Over defense objection, the military judge
modified his ruling, and permitted the prosecution to refer to
Appellant as the
accused in the prior trial. The military
judge retained the prohibition on mentioning that the trial resulted in
a
conviction, as well as the prohibition on referring to the prior trial
as a general
court-martial. The military judge also
indicated that he would offer limiting instructions at the appropriate
time to
address the defense concerns.
5. The
limiting instruction
The
prosecution subsequently introduced
documentary evidence to prove the perjury charge, including the cover
sheet
from the record of the first trial which identified Appellant as the
accused. The document also contained a
handwritten black mark, which redacted the level of court-martial. The document, which stated that the case was
tried in September 1994, contained one stamp identifying it as a “case
before
USCMR Panel No. 2” and another stamp marking it “Received 17 March
1995.”
The military judge instructed the
members
that the documentary evidence “has been admitted for your consideration
on the
elements of the specification under Charge 2, perjury, and for that
limited
perjury charge only.” The military judge
then said: “You are directed that, in making your determination [with
respect
to the drug-related specifications], that you may not consider that
there has
been a prior court-martial proceeding.”
He added: “You are also directed that you may not speculate or
draw any
inference adverse to the accused regarding possible results of a prior
court-martial proceeding.”
6. Questions from the court-martial panel
interpreting the evidence of Appellant’s prior court-martial
Shortly
after the military judge directed
the members to limit their consideration of Appellant’s prior
court-martial,
the president of the panel submitted written questions to the military
judge
that reflected precisely the type of speculation that the military
judge had
sought to discourage through his instructions.
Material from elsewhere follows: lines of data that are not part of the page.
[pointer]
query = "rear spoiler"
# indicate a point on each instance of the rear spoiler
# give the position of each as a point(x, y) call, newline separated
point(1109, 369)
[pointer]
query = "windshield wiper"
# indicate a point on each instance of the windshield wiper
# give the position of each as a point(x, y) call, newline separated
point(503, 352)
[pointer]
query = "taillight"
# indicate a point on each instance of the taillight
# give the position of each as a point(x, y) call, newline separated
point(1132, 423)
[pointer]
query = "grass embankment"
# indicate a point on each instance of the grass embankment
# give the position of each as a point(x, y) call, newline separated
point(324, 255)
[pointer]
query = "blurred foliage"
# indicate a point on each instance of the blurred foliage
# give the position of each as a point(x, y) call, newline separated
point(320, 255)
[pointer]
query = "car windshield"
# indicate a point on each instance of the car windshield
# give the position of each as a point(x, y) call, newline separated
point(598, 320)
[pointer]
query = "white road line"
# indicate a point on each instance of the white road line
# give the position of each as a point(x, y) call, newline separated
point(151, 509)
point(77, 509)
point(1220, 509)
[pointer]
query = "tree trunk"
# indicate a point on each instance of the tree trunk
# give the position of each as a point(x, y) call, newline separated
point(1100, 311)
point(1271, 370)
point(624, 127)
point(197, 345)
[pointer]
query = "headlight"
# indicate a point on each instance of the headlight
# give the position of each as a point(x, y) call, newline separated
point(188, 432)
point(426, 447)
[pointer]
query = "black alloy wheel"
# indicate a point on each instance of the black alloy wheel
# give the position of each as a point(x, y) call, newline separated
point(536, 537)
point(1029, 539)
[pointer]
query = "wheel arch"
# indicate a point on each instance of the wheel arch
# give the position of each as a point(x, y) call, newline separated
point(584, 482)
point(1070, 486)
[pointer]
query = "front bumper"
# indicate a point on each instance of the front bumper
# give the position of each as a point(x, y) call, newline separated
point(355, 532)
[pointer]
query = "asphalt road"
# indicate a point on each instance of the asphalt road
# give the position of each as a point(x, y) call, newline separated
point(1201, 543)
The president’s handwritten note contained the following series
of
questions:
1. It is my understanding
that a special court-martial may or may not be a verbatim report
depending upon
the sentence adjudicated. If a discharge
is involved a verbatim report is required.
If no discharge [is] sentenced then it [is] not required by law
to be
verbatim. What happen[ed] in the
2. Does a five year statute of limitations apply
here?
3. Raise the issue about a speedy trial[?] [W]hy 4 more years before brought to trial.
4. Why a second court[-]martial
over nearly the same charges – does double jeopardy apply?
Although the president’s inquiry
reflected an
understanding on the part of the panel’s
senior member
that the first trial may well have resulted in a decision to discharge
Appellant, the military judge declined to address the substance of
these very
pointed questions. Instead, the military
judge simply repeated his earlier instruction limiting the scope of
permissible
consideration with respect to the prior court-martial.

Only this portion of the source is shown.